An addition to the Public Utilities Code, the bill requires telecommunication service providers to implement SHAKEN/STIR protocols by January 1, 2021. If the providers do not adopt SHAKEN/STIR, they must utilize “alternative technology that provides comparable or superior capability to verify and authenticate caller identification for calls carried over an internet protocol network.”

SHAKEN/STIR—a baffling acronym for Signature-based Handling of Asserted Information Using toKENs (SHAKEN) and the Secure Telephone Identity Revisited (STIR)—is a call authentication protocol that FCC Chairman Ajit Pai has demanded the phone industry adopt. The protocol digitally validates a phone call as it passes through the complex web of telecom networks, allowing phone providers to verify that the call is actually coming from whoever appears to be placing the call.

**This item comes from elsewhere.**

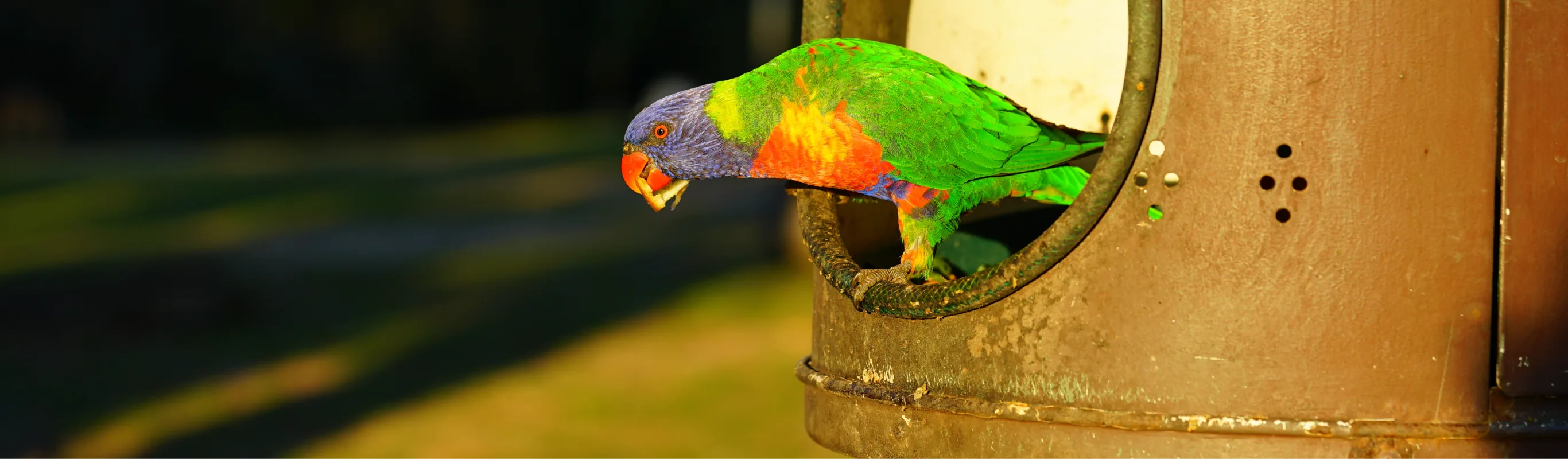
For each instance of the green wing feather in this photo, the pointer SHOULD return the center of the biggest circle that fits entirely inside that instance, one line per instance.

It should be launched sometime next year.

This California bill is part of a larger trend of state-level legislation addressing call spoofing and other forms of fraudulent robocalls. At the federal level, the House of Representatives and Senate have pending pieces of legislation—the Stopping Bad Robocalls Act and the TRACED Act, respectively—designed to address this issue. Of course, it is anyone’s guess as to when or if this legislation will be passed.